賃借権
賃借権
カテゴリー: 権利関係
用語の解説
賃料を支払って他人の物を使用・収益する債権です(民法601条)。譲渡・転貸には賃貸人の承諾が必要で、民法上の存続期間の上限は50年です。不動産の賃借権は、登記のほか、借地なら建物の登記、借家なら建物の引渡しで第三者に対抗できます(借地借家法による補強)。
⚠️ ひっかけ注意報(この言い回しが出たら疑え)
- 「無断転貸があれば、賃貸人は常に契約を解除できる」→ ×。背信行為と認めるに足りない特段の事情があれば解除できない(判例)。「常に」型の言い切りは疑う
- 「賃借人は賃貸人に対し、当然に賃借権の登記を請求できる」→ ×。

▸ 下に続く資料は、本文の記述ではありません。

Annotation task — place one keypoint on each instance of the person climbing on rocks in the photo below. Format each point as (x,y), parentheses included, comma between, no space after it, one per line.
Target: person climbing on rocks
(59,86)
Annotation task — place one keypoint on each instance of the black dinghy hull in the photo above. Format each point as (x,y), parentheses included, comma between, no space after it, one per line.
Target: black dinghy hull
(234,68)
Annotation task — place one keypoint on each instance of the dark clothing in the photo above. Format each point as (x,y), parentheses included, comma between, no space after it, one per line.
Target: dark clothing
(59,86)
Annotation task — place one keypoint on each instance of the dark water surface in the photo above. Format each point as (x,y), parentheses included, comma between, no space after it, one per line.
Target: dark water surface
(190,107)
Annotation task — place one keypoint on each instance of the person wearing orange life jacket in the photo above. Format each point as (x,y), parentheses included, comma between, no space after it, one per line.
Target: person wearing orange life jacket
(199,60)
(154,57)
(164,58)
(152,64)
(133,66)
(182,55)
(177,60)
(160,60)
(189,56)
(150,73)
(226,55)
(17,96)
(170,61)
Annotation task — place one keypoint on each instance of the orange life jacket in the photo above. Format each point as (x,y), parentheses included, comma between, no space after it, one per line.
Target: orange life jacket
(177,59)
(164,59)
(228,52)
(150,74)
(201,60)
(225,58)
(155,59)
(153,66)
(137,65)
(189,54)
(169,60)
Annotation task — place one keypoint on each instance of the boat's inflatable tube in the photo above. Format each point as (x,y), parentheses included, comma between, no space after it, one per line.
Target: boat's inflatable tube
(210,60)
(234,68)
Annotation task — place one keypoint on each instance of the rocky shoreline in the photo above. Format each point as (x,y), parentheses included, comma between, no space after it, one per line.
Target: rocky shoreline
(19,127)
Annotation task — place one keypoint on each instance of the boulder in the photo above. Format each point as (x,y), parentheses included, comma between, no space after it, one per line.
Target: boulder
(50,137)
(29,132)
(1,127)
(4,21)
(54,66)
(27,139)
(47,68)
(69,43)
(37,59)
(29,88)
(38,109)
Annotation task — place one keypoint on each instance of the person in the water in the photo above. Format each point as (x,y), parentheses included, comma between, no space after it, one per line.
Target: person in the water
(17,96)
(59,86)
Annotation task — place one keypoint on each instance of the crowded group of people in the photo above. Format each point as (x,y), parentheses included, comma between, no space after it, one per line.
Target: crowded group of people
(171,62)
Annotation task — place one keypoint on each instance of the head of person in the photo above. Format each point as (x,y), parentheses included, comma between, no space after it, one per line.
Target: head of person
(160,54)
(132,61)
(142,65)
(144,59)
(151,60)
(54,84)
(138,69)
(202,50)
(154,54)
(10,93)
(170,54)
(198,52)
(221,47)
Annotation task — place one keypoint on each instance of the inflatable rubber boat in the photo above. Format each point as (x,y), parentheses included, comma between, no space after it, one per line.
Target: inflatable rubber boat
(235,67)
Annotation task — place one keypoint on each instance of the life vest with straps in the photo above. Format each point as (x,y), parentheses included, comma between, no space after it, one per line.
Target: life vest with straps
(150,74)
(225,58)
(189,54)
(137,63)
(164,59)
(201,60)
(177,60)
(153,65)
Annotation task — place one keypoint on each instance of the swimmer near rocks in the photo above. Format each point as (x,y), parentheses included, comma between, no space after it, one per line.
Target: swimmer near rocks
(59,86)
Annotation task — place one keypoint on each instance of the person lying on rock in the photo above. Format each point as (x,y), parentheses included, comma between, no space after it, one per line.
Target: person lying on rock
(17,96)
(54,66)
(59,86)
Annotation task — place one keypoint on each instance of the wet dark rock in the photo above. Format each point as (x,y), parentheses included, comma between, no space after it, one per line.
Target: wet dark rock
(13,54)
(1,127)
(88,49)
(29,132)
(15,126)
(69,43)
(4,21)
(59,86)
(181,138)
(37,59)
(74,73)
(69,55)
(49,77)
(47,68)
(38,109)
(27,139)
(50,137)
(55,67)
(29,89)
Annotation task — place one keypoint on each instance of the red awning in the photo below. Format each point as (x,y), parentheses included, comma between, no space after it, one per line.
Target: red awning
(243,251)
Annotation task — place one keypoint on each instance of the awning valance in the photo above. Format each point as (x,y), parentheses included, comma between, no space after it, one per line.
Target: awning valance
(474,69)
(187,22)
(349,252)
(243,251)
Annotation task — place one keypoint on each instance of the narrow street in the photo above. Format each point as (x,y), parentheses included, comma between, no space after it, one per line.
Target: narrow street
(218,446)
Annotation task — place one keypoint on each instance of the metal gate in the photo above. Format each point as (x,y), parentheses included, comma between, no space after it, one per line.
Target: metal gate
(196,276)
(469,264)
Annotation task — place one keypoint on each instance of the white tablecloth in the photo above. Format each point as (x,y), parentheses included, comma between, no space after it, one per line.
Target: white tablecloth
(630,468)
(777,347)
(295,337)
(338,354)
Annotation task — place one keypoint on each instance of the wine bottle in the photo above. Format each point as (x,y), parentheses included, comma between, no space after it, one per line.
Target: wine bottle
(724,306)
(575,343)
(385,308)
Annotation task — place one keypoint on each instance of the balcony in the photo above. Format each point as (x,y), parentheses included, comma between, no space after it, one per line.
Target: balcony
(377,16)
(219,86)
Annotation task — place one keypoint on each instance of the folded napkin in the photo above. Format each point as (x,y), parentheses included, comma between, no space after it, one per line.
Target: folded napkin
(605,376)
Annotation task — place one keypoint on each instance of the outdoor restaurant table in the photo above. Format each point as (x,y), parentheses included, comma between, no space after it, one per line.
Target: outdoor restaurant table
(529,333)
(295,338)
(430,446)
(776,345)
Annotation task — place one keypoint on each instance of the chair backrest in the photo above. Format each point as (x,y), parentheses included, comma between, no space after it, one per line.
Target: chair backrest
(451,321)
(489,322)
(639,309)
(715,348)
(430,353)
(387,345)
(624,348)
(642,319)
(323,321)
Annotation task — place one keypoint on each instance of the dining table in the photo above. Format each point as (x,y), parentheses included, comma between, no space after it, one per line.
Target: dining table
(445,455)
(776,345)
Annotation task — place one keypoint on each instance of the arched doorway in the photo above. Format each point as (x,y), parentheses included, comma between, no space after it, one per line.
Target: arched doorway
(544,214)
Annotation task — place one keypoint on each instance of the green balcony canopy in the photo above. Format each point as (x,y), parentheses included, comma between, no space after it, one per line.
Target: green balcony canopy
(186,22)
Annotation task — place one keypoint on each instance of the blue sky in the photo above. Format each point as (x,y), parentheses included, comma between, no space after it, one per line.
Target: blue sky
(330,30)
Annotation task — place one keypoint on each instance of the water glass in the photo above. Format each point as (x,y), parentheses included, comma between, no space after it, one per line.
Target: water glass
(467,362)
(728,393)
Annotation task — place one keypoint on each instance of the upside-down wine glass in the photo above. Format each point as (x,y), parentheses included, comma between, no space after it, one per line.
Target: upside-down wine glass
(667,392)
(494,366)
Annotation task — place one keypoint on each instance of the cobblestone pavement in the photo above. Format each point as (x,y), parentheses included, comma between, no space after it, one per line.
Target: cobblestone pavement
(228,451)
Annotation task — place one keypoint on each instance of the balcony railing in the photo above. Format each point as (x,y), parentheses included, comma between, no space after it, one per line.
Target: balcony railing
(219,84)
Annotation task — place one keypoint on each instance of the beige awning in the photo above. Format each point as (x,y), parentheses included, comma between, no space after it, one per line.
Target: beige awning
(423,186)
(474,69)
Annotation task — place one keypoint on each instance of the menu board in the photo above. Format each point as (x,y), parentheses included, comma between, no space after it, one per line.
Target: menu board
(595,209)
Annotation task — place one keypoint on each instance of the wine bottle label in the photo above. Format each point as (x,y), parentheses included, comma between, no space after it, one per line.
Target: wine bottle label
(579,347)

特約がない限り登記請求権はない。ここが地上権との最大の違い
- 「民法上の賃貸借の存続期間の上限は20年である」→ ×。改正民法で50年。20年は旧法の数字を使った罠
- 「建物の賃借人は、賃借権の登記がなければ新所有者に対抗できない」→ ×。建物の引渡しを受けていれば対抗できる(借地借家法31条)
よくある質問(FAQ)
賃借権の対抗要件は何ですか?
原則は賃借権の登記ですが、借地は借地上の建物の登記、借家は建物の引渡しで代わりに対抗力が認められます。実務ではほぼこちらです。
転貸が適法に行われた場合、転借人はどんな立場ですか?
賃貸人に対して直接義務を負います。賃貸人は転借人に賃料を直接請求できます(元の賃料と転貸賃料の低い方の範囲)。